In terms of logistics net sales, third party seller services gives a glimpse of some of this. Third party seller services include commissions, related fulfillment and shipping fees and other third-party seller services. For the fourth quarter, this service increased 41% over the same period in 2016 to $10.5 billion. In fact, third party seller services has steadily increased and has almost doubled in terms of net sales since third quarter 2016 when it achieved $5.7 billion.
This growth is primarily due to its Prime membership which is expanding at a rapid clip around the world. While Amazon does not provide an exact number of subscribers, according to CNBC, Amazon noted in its recent SEC filing that it generated $6.4 billion from retail subscription services in 2017. Guggenheim Securities analyst Robert Drbul estimates that to be about 65 million Prime members. Cowen & Co. analyst John Blackledge estimates that the Prime subscriber base at closer to 80 million globally.
During 2017, Amazon launched Prime in the Netherlands, Luxembourg and Singapore. In addition, it introduced its retail and third-party marketplace offering in Australia while expanding its third-party marketplace in Brazil.
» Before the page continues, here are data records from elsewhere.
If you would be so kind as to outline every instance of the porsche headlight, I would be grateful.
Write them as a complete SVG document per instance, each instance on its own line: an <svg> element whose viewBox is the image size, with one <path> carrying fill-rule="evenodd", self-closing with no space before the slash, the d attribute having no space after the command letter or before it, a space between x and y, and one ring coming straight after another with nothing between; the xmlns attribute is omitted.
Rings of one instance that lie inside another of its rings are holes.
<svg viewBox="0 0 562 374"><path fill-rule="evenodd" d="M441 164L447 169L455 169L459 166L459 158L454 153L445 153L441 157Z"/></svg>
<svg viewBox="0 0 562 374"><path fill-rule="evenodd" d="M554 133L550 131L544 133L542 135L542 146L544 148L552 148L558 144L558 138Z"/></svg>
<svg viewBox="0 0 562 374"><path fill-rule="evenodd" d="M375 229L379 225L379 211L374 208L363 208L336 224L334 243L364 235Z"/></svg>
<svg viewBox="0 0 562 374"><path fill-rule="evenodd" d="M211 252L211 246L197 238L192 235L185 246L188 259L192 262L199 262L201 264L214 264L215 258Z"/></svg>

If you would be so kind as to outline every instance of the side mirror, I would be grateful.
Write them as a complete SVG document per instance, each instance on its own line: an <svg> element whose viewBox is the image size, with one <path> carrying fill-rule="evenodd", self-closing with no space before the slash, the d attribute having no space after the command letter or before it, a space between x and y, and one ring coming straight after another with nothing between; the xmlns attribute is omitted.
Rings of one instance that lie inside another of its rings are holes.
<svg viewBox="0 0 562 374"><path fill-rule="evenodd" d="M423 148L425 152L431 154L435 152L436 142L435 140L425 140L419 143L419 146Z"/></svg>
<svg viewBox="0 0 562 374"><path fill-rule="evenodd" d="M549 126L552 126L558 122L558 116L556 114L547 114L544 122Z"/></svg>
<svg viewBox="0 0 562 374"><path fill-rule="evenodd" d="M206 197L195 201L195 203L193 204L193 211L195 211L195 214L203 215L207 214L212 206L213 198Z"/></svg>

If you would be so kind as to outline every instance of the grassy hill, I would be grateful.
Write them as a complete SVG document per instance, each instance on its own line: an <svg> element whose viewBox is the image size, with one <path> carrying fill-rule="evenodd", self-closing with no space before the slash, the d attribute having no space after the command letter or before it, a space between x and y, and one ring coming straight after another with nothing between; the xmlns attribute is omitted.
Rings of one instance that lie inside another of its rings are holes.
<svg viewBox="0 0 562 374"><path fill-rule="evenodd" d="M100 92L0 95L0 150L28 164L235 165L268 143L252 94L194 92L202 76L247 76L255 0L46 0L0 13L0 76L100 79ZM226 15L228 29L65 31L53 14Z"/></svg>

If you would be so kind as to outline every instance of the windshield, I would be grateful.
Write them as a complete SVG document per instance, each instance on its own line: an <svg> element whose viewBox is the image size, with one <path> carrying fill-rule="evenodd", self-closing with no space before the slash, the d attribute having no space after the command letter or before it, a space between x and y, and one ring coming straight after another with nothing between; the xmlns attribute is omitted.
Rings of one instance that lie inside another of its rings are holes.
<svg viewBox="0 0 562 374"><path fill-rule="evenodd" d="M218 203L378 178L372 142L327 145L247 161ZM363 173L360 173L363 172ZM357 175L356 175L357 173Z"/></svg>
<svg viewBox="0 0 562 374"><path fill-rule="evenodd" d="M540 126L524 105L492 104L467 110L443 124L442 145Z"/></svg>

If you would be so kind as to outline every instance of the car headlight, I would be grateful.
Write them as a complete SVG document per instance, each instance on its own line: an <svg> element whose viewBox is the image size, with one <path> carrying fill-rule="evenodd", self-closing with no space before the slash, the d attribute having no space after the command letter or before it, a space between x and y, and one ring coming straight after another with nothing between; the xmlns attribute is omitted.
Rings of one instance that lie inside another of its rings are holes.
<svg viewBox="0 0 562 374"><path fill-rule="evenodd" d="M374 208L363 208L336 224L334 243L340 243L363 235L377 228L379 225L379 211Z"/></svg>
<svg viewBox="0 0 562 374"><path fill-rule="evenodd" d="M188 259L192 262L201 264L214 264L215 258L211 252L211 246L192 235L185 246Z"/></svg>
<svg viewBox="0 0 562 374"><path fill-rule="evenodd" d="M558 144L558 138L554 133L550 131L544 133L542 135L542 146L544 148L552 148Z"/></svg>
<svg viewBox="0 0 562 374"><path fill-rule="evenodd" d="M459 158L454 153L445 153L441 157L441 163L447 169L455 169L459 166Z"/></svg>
When asked about its logistics operations, Amazon’s Chief Financial Officer, Brian Olsavsky said that the company will continue to build out its logistics capability all the way to end delivery. Furthermore, Amazon has been able to increase service levels in many cases by delivering items themselves. “And although we have a strong partner network here, we will always be able to leverage our strength and our knowledge about where shipments are going, both within our network and to final customers that will create opportunities for us there as we increase or better the customer experience as well.”
The focus for 2018 will be on Amazon Fresh, Prime Now and Whole Foods and to a ‘lesser extent’ continue to build out the B2B businesses.
Our take is that Amazon is going to continue to dominate everything it touches despite its growing costs. We further expect it to take more control over its logistics network both in the US and globally to further control its customers’ expectations from the manufacturer to the final consumer’s door step.